When we look at the third-party vendor market for cloud, there are many companies offering tools, sometimes with overlapping functionality. While we see some consolidation through acquisitions, there is currently not one tool that does everything we need. This makes it necessary for companies to use multiple tools to manage different aspects of the cloud.
And when we look at the cloud from a Finance perspective we see that the centralized approval model from the data center shifted to a decentralized model where engineers are making purchasing decisions. Because software engineers typically don't have a background in Finance, we need new methods to hold them accountable for the cost of their workloads.
Financial Operations or FinOps aims to hold engineers responsible for costs similar to DevOps, where engineers became responsible for operationalizing their workloads. FinOps is primarily a culture shift where cloud cost is moved to the forefront of everyone's thinking. And this is what we will focus on in our lecture.
To summarize the challenges of Cloud FinOps: The cloud is a game-changing technology, where companies are becoming technology companies in addition to their core business. Elasticity replaces fixed spend models with variable cloud consumption. Ownership is decentralized as it shifts from a central organization to engineers. And the cloud is inefficient, as few cloud providers offer native tools to turn off workloads when they are not in use.
Dieter Matzion is a member of Intuit’s Technology Finance team supporting the AWS cost optimization program.

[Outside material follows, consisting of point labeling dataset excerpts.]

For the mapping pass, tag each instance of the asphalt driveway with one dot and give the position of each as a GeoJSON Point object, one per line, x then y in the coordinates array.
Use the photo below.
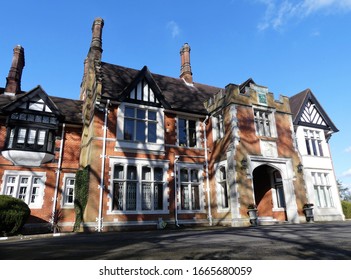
{"type": "Point", "coordinates": [316, 241]}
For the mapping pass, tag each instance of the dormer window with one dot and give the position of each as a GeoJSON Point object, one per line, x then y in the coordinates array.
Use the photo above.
{"type": "Point", "coordinates": [187, 134]}
{"type": "Point", "coordinates": [32, 139]}
{"type": "Point", "coordinates": [32, 123]}
{"type": "Point", "coordinates": [264, 123]}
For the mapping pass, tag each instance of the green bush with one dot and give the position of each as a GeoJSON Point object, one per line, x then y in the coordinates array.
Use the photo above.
{"type": "Point", "coordinates": [346, 208]}
{"type": "Point", "coordinates": [81, 191]}
{"type": "Point", "coordinates": [13, 214]}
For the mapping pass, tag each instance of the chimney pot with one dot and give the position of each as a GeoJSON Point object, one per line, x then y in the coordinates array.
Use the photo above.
{"type": "Point", "coordinates": [185, 68]}
{"type": "Point", "coordinates": [13, 80]}
{"type": "Point", "coordinates": [96, 41]}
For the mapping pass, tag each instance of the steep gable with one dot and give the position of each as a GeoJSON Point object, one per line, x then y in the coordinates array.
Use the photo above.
{"type": "Point", "coordinates": [307, 111]}
{"type": "Point", "coordinates": [34, 100]}
{"type": "Point", "coordinates": [173, 93]}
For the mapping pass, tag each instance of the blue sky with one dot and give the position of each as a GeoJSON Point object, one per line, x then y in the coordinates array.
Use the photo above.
{"type": "Point", "coordinates": [286, 45]}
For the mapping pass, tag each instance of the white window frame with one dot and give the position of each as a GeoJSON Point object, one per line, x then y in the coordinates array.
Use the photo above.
{"type": "Point", "coordinates": [322, 190]}
{"type": "Point", "coordinates": [32, 187]}
{"type": "Point", "coordinates": [189, 183]}
{"type": "Point", "coordinates": [121, 143]}
{"type": "Point", "coordinates": [221, 193]}
{"type": "Point", "coordinates": [66, 189]}
{"type": "Point", "coordinates": [264, 122]}
{"type": "Point", "coordinates": [197, 132]}
{"type": "Point", "coordinates": [218, 129]}
{"type": "Point", "coordinates": [138, 181]}
{"type": "Point", "coordinates": [314, 142]}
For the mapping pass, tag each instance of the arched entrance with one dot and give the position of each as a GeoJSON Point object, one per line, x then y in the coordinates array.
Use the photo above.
{"type": "Point", "coordinates": [269, 193]}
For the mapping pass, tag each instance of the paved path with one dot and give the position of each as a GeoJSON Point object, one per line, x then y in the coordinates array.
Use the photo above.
{"type": "Point", "coordinates": [317, 241]}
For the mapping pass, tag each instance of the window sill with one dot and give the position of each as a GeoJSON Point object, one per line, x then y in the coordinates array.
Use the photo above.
{"type": "Point", "coordinates": [27, 158]}
{"type": "Point", "coordinates": [142, 212]}
{"type": "Point", "coordinates": [152, 147]}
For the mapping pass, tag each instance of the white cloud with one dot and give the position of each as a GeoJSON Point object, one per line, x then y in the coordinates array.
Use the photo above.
{"type": "Point", "coordinates": [280, 12]}
{"type": "Point", "coordinates": [346, 173]}
{"type": "Point", "coordinates": [174, 28]}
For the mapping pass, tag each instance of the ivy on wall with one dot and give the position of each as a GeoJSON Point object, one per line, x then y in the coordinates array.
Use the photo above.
{"type": "Point", "coordinates": [81, 191]}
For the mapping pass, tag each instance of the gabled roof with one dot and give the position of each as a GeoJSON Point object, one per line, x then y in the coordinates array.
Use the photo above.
{"type": "Point", "coordinates": [30, 95]}
{"type": "Point", "coordinates": [307, 111]}
{"type": "Point", "coordinates": [116, 80]}
{"type": "Point", "coordinates": [70, 110]}
{"type": "Point", "coordinates": [144, 73]}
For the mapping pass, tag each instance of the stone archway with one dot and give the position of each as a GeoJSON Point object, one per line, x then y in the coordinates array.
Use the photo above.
{"type": "Point", "coordinates": [269, 193]}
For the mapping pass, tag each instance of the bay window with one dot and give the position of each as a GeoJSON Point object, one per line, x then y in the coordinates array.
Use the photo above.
{"type": "Point", "coordinates": [138, 187]}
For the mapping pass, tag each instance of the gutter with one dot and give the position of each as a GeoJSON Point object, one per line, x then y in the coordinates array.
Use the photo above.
{"type": "Point", "coordinates": [207, 175]}
{"type": "Point", "coordinates": [54, 218]}
{"type": "Point", "coordinates": [175, 191]}
{"type": "Point", "coordinates": [103, 157]}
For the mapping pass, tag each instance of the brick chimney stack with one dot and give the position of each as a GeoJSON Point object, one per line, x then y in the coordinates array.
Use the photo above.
{"type": "Point", "coordinates": [185, 69]}
{"type": "Point", "coordinates": [96, 41]}
{"type": "Point", "coordinates": [13, 80]}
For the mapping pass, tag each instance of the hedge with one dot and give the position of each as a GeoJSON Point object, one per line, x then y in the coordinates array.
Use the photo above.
{"type": "Point", "coordinates": [81, 191]}
{"type": "Point", "coordinates": [346, 208]}
{"type": "Point", "coordinates": [13, 214]}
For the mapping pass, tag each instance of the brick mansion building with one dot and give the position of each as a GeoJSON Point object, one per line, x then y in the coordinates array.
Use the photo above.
{"type": "Point", "coordinates": [151, 149]}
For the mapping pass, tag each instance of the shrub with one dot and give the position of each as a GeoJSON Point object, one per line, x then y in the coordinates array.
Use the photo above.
{"type": "Point", "coordinates": [346, 208]}
{"type": "Point", "coordinates": [81, 191]}
{"type": "Point", "coordinates": [13, 214]}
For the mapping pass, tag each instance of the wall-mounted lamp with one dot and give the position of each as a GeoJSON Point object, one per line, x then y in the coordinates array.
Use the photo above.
{"type": "Point", "coordinates": [300, 168]}
{"type": "Point", "coordinates": [244, 163]}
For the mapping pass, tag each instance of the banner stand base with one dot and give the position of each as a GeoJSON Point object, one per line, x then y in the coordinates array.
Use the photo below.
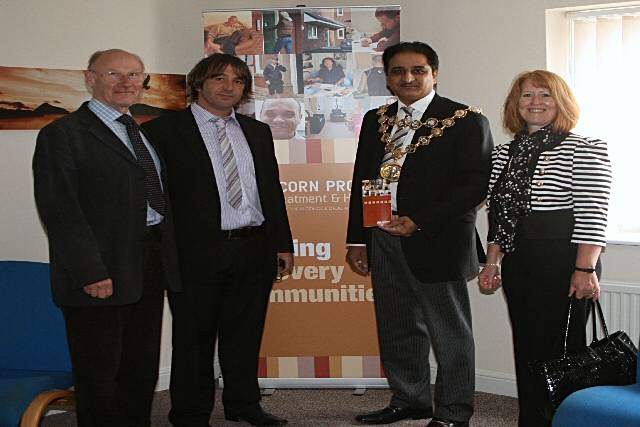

Most recently, Dieter was part of Netflix’s AWS capacity team, where he helped develop Netflix’s rhythm and active management of AWS including cluster management and moving workloads to different instance families.
Prior to Netflix, Dieter spent two years at Google working on the Google Cloud offering focused on capacity planning and resource provisioning. At Google he developed demand-planning models and automation tools for capacity management.
Prior to that, Dieter spent seven years at PayPal in different roles ranging from managing databases, network operations, and batch operations, supporting all systems and processes for the corporate functions at a daily volume of $1.2B.
A native of Germany, Dieter has an M.S. in computer science. When not at work, he prioritizes spending time with family and enjoying the outdoors: hiking, camping, horseback riding, and cave exploration.